Periodic Reporting for period 1 - COINE (Counterfeiting Empire: Money, Crime, and Politics in the British Atlantic World)
Período documentado: 2018-09-01 hasta 2020-08-31
COINE makes an important intervention given the rapidly changing monetary landscape of the twenty-first century. Counterfeiting took on particular urgency in the 18th century as Western governments experimented with new forms of money. Monetary innovations and concurrent concerns about counterfeiting led to debates about what money fundamentally was, from whence its value came, and what role the government should play in regulating it. These historical debates resonate deeply with and provide essential context for contemporary discussions and concerns about new, digital forms of currency that lack government backing and are based on alternate systems of value that seem illusory or difficult to understand for the general population.

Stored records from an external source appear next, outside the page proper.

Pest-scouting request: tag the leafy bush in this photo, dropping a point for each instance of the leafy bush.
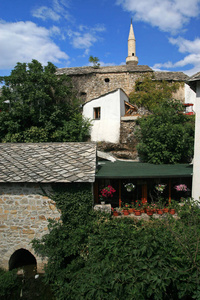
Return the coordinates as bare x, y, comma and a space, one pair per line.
93, 256
38, 106
9, 285
166, 136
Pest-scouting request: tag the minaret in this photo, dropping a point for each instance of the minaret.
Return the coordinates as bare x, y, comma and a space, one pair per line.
132, 58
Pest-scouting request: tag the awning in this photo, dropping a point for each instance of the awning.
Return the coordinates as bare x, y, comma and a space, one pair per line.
130, 169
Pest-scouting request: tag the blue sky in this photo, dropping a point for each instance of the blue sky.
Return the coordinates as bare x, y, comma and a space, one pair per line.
67, 32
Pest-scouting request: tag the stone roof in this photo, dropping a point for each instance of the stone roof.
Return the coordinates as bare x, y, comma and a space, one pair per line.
47, 162
111, 69
175, 76
195, 77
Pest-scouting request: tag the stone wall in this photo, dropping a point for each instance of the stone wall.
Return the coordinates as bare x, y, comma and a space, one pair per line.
126, 148
91, 83
24, 211
91, 86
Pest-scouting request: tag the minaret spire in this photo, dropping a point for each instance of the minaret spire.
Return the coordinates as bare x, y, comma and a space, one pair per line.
131, 58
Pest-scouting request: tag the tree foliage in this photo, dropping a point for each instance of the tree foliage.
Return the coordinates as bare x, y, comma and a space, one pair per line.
166, 136
149, 92
38, 106
93, 256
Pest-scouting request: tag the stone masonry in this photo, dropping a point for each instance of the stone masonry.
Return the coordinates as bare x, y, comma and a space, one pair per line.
26, 171
91, 83
24, 213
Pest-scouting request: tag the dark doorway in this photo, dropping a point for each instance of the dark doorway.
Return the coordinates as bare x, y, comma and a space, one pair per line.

And it was in the 18th century that most European governments first began to envision a world where money would be yoked to sovereignty—where, for instance, only British money would circulate within British borders. Understanding the emergence of territorial currencies, and how concerns about counterfeiting contributed to their emergence, provides depth and dimension to contemporary debates about the future of territorial currencies, the efficacy of currency unions, and the benefits and drawbacks of non-state backed currencies or a post-cash world.
COINE’s objectives include identifying the scope of counterfeiting in the period; tracing the impact of counterfeiting on economic integration, monetary innovation, penal code standardization and policy decisions; understanding how the presence of counterfeits and an unstandardized money supply shaped daily economic exchange and market development; providing an interpretive account of money as historically and culturally specific medium; and disseminating findings in academia through publications, in conference presentations and in general talks.

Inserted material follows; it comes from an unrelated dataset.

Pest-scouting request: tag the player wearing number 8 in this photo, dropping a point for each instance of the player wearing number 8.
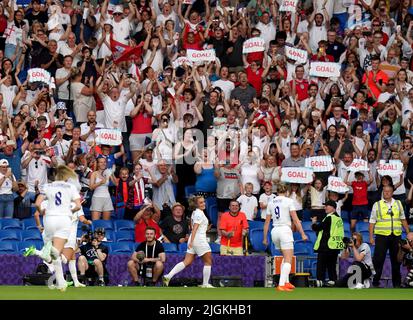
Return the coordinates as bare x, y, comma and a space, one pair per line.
58, 217
329, 242
281, 209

The researcher’s finding have broadly found that the scale of counterfeiting and its political significance has been dramatically underestimated by scholars to date; that counterfeiting was a force for economic integration and legal standardization in this period; that ordinary people, far from accepting official ideas that money’s value came from either being made from precious metals or from having the monarch’s stamp, often endorsed an idea of money that was flexible, even modern.